El texto se construye a través de monólogos paralelos, las vivencias de las dos protagonistas, esclavas sexuales de una sociedad mercantilista que siempre regresa a ese concepto con tara con el que, aún hoy, seguimos cargando: el de “segundo sexo”, el de sexo débil.
Separadas por 175 años de diferencia, cada una con las cargas propias de su época, Tillie es una colona victoriana que a finales del siglo XIX acepta un trato: un pasaje gratis de la East India Company para casarse con un oficial del ejército británico desplegado entre Oriente Próximo y la India.
Por su parte, Samira, más de siglo y medio después, acepta el pasaje que el Estado Islámico regala a jóvenes mujeres británicas rumbo al Califato para convertirse, sin saberlo, en cómplices de una mentira. Su vida pasa a verse a través de un velo, su mundo es lo que les deja ver la rendija estrecha que destapa sus ojos.
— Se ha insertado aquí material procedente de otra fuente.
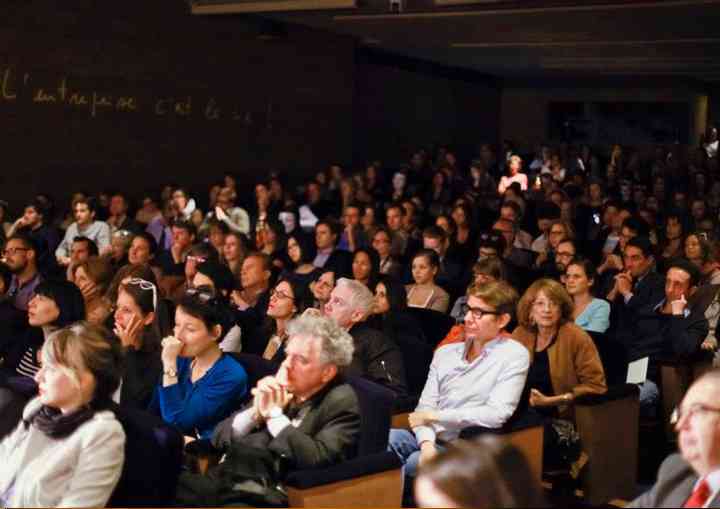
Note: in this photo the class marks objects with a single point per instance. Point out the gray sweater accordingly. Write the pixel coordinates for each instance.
(97, 231)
A ciegas, su paraíso o su ipswich se les cae encima a ambas y les descubre un sistema que las ha convertido en prostitutas, sirvientas, esposas maltratadas, víctimas de hoy y de ayer de dos imperios muy distintos en apariencia, pero que pecan de los mismos abusos.
“Parece que los hombres pueden retorcer las leyes como les convenga, pero para nosotras esa ley es rígida”, dice Tillie en esa piscina llena de lamentos. A brochazos, la esposa diligente, “una señora guardiana de la virtud”, lucha en un territorio plagado de hombres que consigue sacarlas de sí mismas y mostrarlas enfrascadas en una guerra perpetua para lograr recuperar su propia libertad.
Es exquisito el juego de vestuario, el cambio narrativo de las dos actrices reflejo de sus épocas, el momento invisible en el que nadan sobre nada. Nadan en la nada, en un mundo que les arrebató todo para reformularse como unas apóstatas que persiguen recuperar algo de esa esencia que les hizo aceptar el trato por el que cedieron su mundo, ahora reducido a una rendija.
“La palabra es perfecta. La palabra es perfecta pero los oídos de los hombres no lo son”, grita desgarradora Tillie.
Un pulso frente a crueles creencias que por necesidad nos convierten en apóstatas.